Because the pathology is located typically in the vertebral bodies, debridement should be performed anteriorly. In addition, anterior debridement is essential in cases of neurologic impairment, multilevel involvement, or severe abscess formation. A thorough anterior approach consists of debridement of both the paraspinal abscess and the infected bone; decompression of the spinal canal with tricortical autogenous grafting combined by anterior internal fixation in 1 or 2 level spondylodiscitis should be performed ( Figs. 2 and 3 ). Anterior interbody fusion using a titanium mesh cage also provides solid fusion, maintenance of kyphosis correction, and no recurrence of infection in such patients. Also, it is well-known that infections of the cervical spine require surgical treatment more often when compared with other regions. In the setting of thoracic abscess in at most 2 levels without bony destructions and instability, thoracoscopic drainage is indicated.

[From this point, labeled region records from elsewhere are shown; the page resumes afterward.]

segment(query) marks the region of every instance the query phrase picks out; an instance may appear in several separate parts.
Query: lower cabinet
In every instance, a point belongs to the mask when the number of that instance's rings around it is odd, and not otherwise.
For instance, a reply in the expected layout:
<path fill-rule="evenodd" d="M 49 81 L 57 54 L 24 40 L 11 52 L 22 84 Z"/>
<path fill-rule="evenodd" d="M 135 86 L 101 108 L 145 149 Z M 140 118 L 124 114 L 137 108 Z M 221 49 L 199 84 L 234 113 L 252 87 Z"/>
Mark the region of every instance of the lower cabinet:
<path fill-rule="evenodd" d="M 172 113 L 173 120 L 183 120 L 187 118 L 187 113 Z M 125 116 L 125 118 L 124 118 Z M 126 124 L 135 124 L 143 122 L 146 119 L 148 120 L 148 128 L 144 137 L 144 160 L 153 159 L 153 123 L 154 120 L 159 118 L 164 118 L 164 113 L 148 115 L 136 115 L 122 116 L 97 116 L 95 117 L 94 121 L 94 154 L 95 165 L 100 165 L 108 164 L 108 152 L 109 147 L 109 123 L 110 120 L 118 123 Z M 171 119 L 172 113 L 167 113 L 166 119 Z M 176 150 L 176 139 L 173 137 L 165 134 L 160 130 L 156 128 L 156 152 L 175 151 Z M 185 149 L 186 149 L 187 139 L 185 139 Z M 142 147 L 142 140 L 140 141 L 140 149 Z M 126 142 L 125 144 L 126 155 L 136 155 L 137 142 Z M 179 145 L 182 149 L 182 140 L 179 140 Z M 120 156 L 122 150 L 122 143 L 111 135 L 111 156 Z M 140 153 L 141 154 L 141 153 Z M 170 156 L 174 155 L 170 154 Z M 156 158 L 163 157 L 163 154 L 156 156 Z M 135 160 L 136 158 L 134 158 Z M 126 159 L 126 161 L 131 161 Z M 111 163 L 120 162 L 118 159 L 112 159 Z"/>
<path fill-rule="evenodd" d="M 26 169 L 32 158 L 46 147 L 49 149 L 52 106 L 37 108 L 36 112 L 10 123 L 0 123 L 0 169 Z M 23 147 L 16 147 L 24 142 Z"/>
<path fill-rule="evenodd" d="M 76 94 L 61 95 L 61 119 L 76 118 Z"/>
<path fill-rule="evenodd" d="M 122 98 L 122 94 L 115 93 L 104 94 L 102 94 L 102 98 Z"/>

Posterior approaches in TB should be the choice of intervention in limited cases that are restricted to posterior elements of the vertebral column and in the setting of a contraindication for anterior internal fixation. Posterior instrumentation and fusion procedures must also be added in cases that were laminectomized. In multilevel (>2 levels) disease, fixed kyphotic deformity, or in cases with a poor quality of adjacent bone strength, staged anterior and posterior intervention is recommended ( Fig. 4 ). Autogenous large fibular or tibial strut grafts are used for larger resection areas. In the setting of greater degrees of kyphotic deformity (>80° of kyphosis) and stiffer curves (25%> flexibility), several types of osteotomies may be helpful in both increasing the curve flexibility and to achieve a successful deformity correction. Being a less adhesive microorganism, Mycobacterium tuberculosis produces less ability to adhere the foreign substances, so colonization of metallic implants occurs only rarely. However, the use of stainless steel implants in vertebral osteomyelitis is not recommended. The correction of kyphosis should be performed if possible to create normal anatomic degrees, because it allows for more efficient stabilization and early mobilization, and is effective in the maintenance of correction achieved.